Figure 4. Phylogeny of NIPs. The bootstrap consensus tree resulting from a Maximum Likelihood analysis of the NIPs of species with sequenced genome along with full length NIP-like EST sequences retrieved from the NCBI EST database. EST sequences are named with species name and GenBank gi number. Selectivity filters (ar/R) are displayed next to the sequence names and the vertical lines to the right indicate the subgroup to which they belong. The NIP branches are color coded according to from what phyla the sequences are derived. Nodes with less than 49% bootstrap support are collapsed.
Selaginella moellendorffii constitute the smallest genome of a sequenced land plant but nevertheless this spikemoss overall encode more protein families than the about twofold larger genome of the moss P. patens (Banks et al., 2011), consistent with having a more intricate physiology. Despite this general increase in the number of protein families the number of MIPs in P. patens and in S. moellendorffii are very similar, 23 and 19 respectively. Thus there is no evidence of an overall expansion of the MIP family coinciding with the evolution of primitive vascular plants like the lycophytes. This suggests that the number of encoded MIPs instead increased at a later stage in the evolution of terrestrial plants with the emergence of spermatophytes (Table 2). In our analysis six of the seven MIP subfamilies previously identified in the moss P. patens are confirmed in S. moellendorffii. This indicates that the seventh subfamily, the GIPs, was lost early on in the lineage leading to vascular plants, already before the appearance of the lycophytes. Interestingly, also the number of members within some of the subfamilies differs substantially between P. patens and S. moellendorffii. Each of the six subfamilies found in S. moellendorffii is discussed in detail below.

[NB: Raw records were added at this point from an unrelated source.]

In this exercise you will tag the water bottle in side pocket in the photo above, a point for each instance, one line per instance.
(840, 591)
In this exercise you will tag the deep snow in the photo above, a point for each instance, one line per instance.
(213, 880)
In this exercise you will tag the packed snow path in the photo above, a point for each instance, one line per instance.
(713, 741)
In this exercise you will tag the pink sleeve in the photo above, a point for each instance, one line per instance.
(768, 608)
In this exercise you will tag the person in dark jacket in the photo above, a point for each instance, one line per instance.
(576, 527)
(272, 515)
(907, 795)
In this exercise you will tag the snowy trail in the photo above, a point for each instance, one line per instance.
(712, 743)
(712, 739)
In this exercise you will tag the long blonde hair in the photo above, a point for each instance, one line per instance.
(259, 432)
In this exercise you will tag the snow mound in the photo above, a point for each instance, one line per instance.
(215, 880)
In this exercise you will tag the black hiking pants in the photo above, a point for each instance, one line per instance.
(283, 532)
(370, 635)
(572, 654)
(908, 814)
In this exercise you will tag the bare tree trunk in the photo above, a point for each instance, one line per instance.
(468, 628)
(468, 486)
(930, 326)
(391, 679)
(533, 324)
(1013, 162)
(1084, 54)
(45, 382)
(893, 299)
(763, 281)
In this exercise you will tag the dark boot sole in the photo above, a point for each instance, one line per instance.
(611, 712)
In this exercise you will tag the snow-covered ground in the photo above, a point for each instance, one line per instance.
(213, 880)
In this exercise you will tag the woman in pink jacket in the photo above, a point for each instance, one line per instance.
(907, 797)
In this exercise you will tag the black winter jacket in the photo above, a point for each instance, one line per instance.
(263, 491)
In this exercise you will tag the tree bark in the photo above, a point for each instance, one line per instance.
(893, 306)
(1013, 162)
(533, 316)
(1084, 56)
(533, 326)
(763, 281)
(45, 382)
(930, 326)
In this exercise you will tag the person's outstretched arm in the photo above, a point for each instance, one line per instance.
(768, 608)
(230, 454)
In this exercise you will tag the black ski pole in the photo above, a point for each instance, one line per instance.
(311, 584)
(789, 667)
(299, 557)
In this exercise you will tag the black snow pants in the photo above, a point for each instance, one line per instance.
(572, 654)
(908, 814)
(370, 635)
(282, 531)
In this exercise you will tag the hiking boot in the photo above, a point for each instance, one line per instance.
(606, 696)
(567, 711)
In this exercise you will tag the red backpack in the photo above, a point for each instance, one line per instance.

Surprisingly Few PIPs in S. moellendorffii and Unresolved PIP2 Groups in Seed Plants
The PIPs are the most conserved plant MIPs and form a monophyletic clade including the basal algal PIP4s. Within this clade the PIP1 group is well defined and has a congruent topology with the exception of SmPIP1;1 which appear more basal than the moss PIP1s. Despite this small inconsistency with the phylogeny of the species, the present result suggests that all terrestrial plants have PIP1 orthologs, implying a fundamental function in land plants. Unexpectedly, compared to the three PIP1 genes found in P. patens, the S. moellendorffii genome only encode one and may therefore provide a useful naturally non-redundant system for addressing the physiological function of PIP1s. In addition to PIP1s it is clear that all of the terrestrial plants have at least one other type of PIPs, even though the phylogeny of these PIPs is not fully resolved. In P. patens PIP2s and a PIP3 have earlier been defined as separate groups although the functional integrity of the latter has been questioned (Danielson and Johanson, 2008) and therefore the remaining two Selaginella sequences were annotated as PIP2s. Interestingly, both the angiosperm and gymnosperm non-PIP1s form two distinct clades with unresolved relationship and it is conceivable that these clades correspond to two distinct isoforms of PIP2s with specialized functions which evolved already in a common ancestor to gymnosperms and angiosperms. All the PIPs appear to be classical water channels when the ar/R filter is considered; the algal PIP4s have the residues FHCR at the filter, the PpPIPs and PIPs in higher plants FHTR, and the SmPIPs FHTR or FHSR. Thus, any functional difference between different clades of PIPs is more likely to relate to regulatory features rather than substrate specificity. However, it should be noted that all PIPs in terrestrial plants are likely to share some regulatory features as key amino acid residues of the proposed gating mechanism are conserved (D28, E31, S115, H193 in SoPIP2;1; Tornroth-Horsefield et al., 2006; Anderberg et al., 2011).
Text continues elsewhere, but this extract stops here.